剣士としても優れ、魔法にも精通し、人望もアリシア以上であるといっても過言ではないだろう。セベやシャノンの件もそうだ。アレクは、アリシアの下にいるには大きすぎる英雄になることは間違いないだろう。サイアスのように。


 「アリシア様?」

 「いえ、何でもないです。アレク達を呼んでください。心は決まりました。」



 「それではターニャさん。これからよろしくお願いします。」

 「はい。御身のお役に立てるよう、この身果てるまで・・・・。
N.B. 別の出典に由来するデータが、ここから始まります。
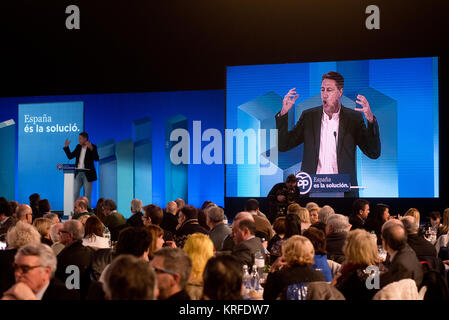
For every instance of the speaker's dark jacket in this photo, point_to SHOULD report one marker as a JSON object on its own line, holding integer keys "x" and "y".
{"x": 352, "y": 132}
{"x": 89, "y": 158}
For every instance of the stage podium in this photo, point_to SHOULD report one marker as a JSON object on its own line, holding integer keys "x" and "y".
{"x": 69, "y": 179}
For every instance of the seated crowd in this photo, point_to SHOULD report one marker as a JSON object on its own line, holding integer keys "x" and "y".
{"x": 187, "y": 253}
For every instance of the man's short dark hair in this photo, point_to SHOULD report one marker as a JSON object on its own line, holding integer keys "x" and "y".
{"x": 359, "y": 204}
{"x": 291, "y": 178}
{"x": 252, "y": 205}
{"x": 395, "y": 236}
{"x": 133, "y": 240}
{"x": 130, "y": 278}
{"x": 44, "y": 206}
{"x": 190, "y": 212}
{"x": 222, "y": 278}
{"x": 110, "y": 204}
{"x": 338, "y": 78}
{"x": 250, "y": 225}
{"x": 155, "y": 213}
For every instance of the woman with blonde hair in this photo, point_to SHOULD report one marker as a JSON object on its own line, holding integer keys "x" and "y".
{"x": 293, "y": 267}
{"x": 360, "y": 252}
{"x": 302, "y": 213}
{"x": 200, "y": 248}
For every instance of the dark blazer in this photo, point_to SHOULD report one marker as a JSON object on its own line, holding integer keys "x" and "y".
{"x": 277, "y": 282}
{"x": 334, "y": 246}
{"x": 352, "y": 132}
{"x": 405, "y": 265}
{"x": 58, "y": 291}
{"x": 89, "y": 158}
{"x": 245, "y": 250}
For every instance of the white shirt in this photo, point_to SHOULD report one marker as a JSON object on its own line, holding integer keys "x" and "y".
{"x": 81, "y": 159}
{"x": 327, "y": 160}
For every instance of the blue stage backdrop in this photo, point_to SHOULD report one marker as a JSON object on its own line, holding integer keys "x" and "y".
{"x": 130, "y": 131}
{"x": 403, "y": 94}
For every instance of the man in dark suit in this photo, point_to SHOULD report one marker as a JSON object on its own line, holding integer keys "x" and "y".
{"x": 85, "y": 153}
{"x": 246, "y": 243}
{"x": 330, "y": 132}
{"x": 34, "y": 267}
{"x": 403, "y": 263}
」

 「あの、これから仲間に成るわけですし、私もこのような話し方はあまり得意ではないので、フィルやアレクに接するようにしてくださいませんか?」

 「・・・・。ええ、よろしく頼むわ。これでいいの?」


 はい。お願いね。と、はにかむアリシアの笑顔を見たのは本当に久しぶりな感じがしてアレクは、ようやく気が緩むのを感じる。

 

 「それで、アリシア?この後は王都に帰るのか?」

 「そうですね。とりあえずこの砦にボトムス王国の軍は迫っていないようですし、姉様がアレクさんにお話もあるそうなので。

 「オレ、何かやらかしたか・・・セベとシャノンの件か?ベルディアでは大人しくしてたと思うし、エルフの件は当然知らないよな・・・・ハッ!まさかあの馬!国宝級!」


 自身が、メリンダの暗殺を予感しありサイたちを返したことも忘れて、アレクは仮面の剣士に渡したベルディア公国の馬の値段を換算しているようだ。


 「ふふ。帰ってからのお楽しみという事で。」

 「だー!怒られるタイプの奴やー。」


 久しぶりの平和に誰もが安堵の表情を浮かべている。今までの懸案事項であったベルディア公国との同盟も思う形の終わりを迎えることが出来、エルフ族と言う長い間国交のなかった種族とも再び国交が復活する兆しが見えて来た。不運にも起きてしまった地揺れによって多くの死傷者を出してしまったが、復興の方も順調に進んできている。それにあの地揺れは、ボトムス王国でも相当の被害が出ていることだろう。そんな状態でイグニアス王国に大々的に攻め入るようなことはしてこない。

 アリシアはつかの間の平和を感じていた。実際にその翌日には、リズベルを含む自警団の全員で王都へ向かい、二日後には無事王都へと帰還した。